At times when the actual market-based energy purchase cost is above the
expected market-based energy purchase cost, retailers will be earning a net
margin below the allowed margin (all other things being equal). At times when
the actual market-based energy purchase cost is below the expected market-based
energy purchase cost, retailers will be earning a net margin above the allowed
margin (all other things being equal). Ideally, retailers would use margin windfalls
to offset shortfalls. However, there is a risk that shortfalls may occur prior to
earning any windfalls. One way of managing this risk is to hold working capital to
fund these cashflow shortfalls. To ensure that retailers are able to fund any
additional working capital requirements, Frontier Economics has estimated the
maximum amount of working capital that each retailer is expected to require in
each year over the determination period to manage the risk of cashflow
shortfalls.
This working capital requirement is based on the standard deviation associated
with the conservative point of each retailer‟s frontier. More specifically, Frontier
Economics has estimated the difference between the expected market-based
energy purchase cost and the expected purchase cost plus 3.5 standard deviations
from the expected value.37 We then estimate the cost of holding sufficient
working capital, applying an updated WACC of 8.0%, to fund a shortfall of this
magnitude.
37 The amount of working capital allowed for each year was calculated as 3.5 times the standard
deviation in energy costs. If energy costs were normally distributed, energy costs would only ever
exceed 3.5 standard deviations above the expected cost about 1 in every 3000 years, or 99.97%
confidence level. However, the energy cost distributions are slightly skewed, with a marginally higher
probability of high cost outcomes compared to a normal distribution. Allowing for this, a
conservative estimate of the confidence level associated with a 3.5 standard deviation working
capital allowance would be 1 in every 200 years, or 99.5%. The working capital cost was therefore
calculated as 3.5 times the standard deviation (at the conservative point of the frontier) times the
annual cost of capital (WACC). For example, if the standard deviation was $3/MWh, the amount of
working capital allowed each year would be 3.5 x $3/MWh = $10.50/MWh. Assuming a WACC of
10%, the annual cost of holding the working capital would be $10.50 x 10% = $1.05/MWh.
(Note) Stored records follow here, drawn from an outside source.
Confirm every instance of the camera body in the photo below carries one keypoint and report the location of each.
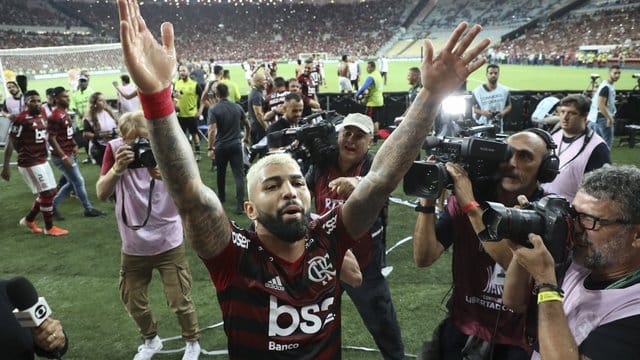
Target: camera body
(479, 156)
(314, 143)
(549, 217)
(143, 156)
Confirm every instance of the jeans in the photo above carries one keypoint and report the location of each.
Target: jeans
(605, 132)
(75, 182)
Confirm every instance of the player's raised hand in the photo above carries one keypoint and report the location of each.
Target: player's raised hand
(446, 71)
(150, 64)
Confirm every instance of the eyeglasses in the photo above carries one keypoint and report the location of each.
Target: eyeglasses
(590, 222)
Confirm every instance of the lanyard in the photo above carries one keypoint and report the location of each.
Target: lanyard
(629, 279)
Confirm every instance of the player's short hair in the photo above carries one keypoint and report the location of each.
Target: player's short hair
(256, 169)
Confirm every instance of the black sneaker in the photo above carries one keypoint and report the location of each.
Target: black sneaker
(57, 216)
(93, 213)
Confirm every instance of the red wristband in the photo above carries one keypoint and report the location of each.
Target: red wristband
(470, 206)
(157, 105)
Final Report March 2010 | Frontier Economics 67
Market-based energy purchase costs
5.3.2 Responses to the draft report
In response to the Energy purchase costs draft report, a number of stakeholders
commented on Frontier‟s calculation of the volatility allowance. This section
provides an overview of, and response to, these submissions.
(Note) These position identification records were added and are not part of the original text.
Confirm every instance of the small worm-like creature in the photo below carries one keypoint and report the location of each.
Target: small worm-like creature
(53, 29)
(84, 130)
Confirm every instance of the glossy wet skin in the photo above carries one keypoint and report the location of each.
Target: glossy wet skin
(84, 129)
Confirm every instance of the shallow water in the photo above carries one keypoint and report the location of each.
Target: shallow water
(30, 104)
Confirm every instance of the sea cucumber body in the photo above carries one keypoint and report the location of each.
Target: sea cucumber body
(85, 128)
Volatility allowance and spot prices
Origin Energy commented that Frontier Economics‟ calculation of the volatility
allowance assumes that the actual market price will equally vary above and below
the forecast market price.
Frontier Economics does not assume that the actual market price will equally
vary above and below the forecast market price. The half-hourly prices provided
as part of the example calculations and results released with Frontier Economics‟
draft report and final report provide information on the distribution of prices in
Frontier Economics‟ modelling.
Volatility allowance and contract prices
Origin Energy commented that Frontier Economics‟ calculation of the volatility
allowance has been set at 5 per cent of the spot price forecast.
The volatility premium is based on the cost of holding capital to manage the risk
that retailers continue to face at the conservative point on the efficient frontier. It
is calculated using the standard deviation of expected returns at the conservative
point on the efficient frontier and a cost of capital. The 5 per cent premium to
the spot forecast is used to determine contract prices. Whilst these contract
prices affect the cost of the most conservative point on the efficient frontier, they
do not affect the volatility of expected returns, and hence, do not directly affect
the volatility premium.
Volatility allowance and risk management
AGL commented that it is concerned that the value of the volatility allowance is
inadequate to compensate retailers for the cost of managing risks in the energy
market.
The volatility allowance is not intended as the only compensation to retailers for
the cost of managing risks in the energy market. As set out in Frontier
Economics‟ Modelling methodology and assumptions report and Frontier Economics‟
Energy purchase costs draft report, Frontier Economics uses STRIKE to determine
the efficient portfolios of hedging contracts that retailers can adopt to manage
the risks associated with the wholesale market, such as load and price volatility.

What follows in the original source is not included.